Много раз, описывая в рассказах, повестях и романах войну на Ораниенбаумском «пятачке», вокруг Лебяжьего, я именовал его «Лукоморьем». Почему?
Ну, во-первых, в каком бы пункте побережья, здесь, от матросского Рамбова до мало кому до войны известной речки Воронки, вы не вышли бы к береговой черте. Перед вами и на самом деле откроется типичное северное «лукоморье»: покрытые лесом береговые мысы справа и слева, более или менее глубокий залив между ними, — именно то, что называется «морской лукой».
Это – одна причина. Была и другая. Военная цензура с разумной въедливостью относилась в сороковые годы к упоминанию в печати всевозможных местных названий, да и многих военных терминов.

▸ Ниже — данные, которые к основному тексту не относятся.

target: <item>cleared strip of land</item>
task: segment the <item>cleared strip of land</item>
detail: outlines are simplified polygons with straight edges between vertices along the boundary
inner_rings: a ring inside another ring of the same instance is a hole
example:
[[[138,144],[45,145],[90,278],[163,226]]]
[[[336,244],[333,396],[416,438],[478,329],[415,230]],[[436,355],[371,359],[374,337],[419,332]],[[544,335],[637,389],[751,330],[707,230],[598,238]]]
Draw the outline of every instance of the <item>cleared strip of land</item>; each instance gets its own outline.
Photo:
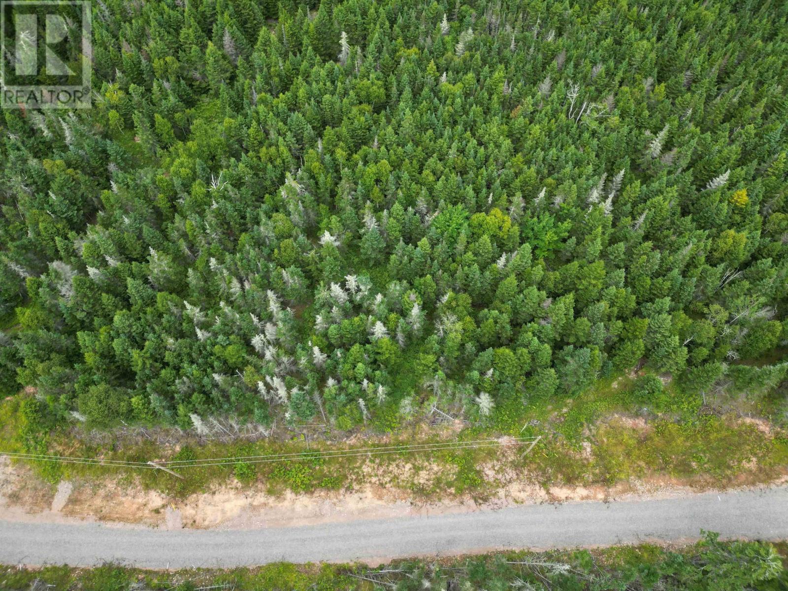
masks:
[[[490,549],[599,546],[724,537],[788,537],[788,486],[611,503],[247,530],[175,530],[0,521],[0,562],[148,568],[381,560]]]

Мы все привыкли тогда к своего рода «эзоповскому языку»: говоря о бронепоезде, мы называли его «Борисом Петровичем». Если требовалось упомянуть о сотне снарядов, полагалось писать о сотне «огурчиков»… Я любил тогда (люблю и сейчас), рассказывая о чем-нибудь, воссоздавать для действий своих персонажей как можно более точную, похожую на то, что мне довелось в действительности, декорацию, обстановку. Чтобы фамилии моих героев пусть не повторяли бы подлинные фамилии людей, «с которых» я их писал, как с натуры, скажем, чтобы капитан Стукалов, появившись в моем рассказе, звался, допустим, Колотиловым, но не Петровым или не Гришиным. Чтобы славная в наших местах высотка «Дедова Гора» именовалась «Бабиной Горой» или «Дядиной горой», но только не Ай-Петри или не Эверестом. Лукоморье я назвал Лукоморьем потому, что сначала так называлось у меня, по этим камуфляжным соображениям – Лебяжье. А – что? Согласитесь: похоже! И то, и другое слово начинаются на «Л». И то, и другое – кончаются на «-ье». Очень догадливый и вполне русский человек, вполне вероятно, догадается, на какой населенный пункт я тут намекаю, а вот уж немцу, будь он хоть трижды вышколенный разведчик, до разгадки не дойти: надо, чтобы он знал слово «лукоморье», надо, чтобы он ощутил его перекличку с топонимом «Лебяжье», а это – почти невероятно. И эти мои надежды получили подтверждение: не то что немецкие шпионы, даже наши цензоры ни разу не порекомендовали заменить придуманный мною камуфляж каким-либо другим, более непрозрачным. Значит, я был прав.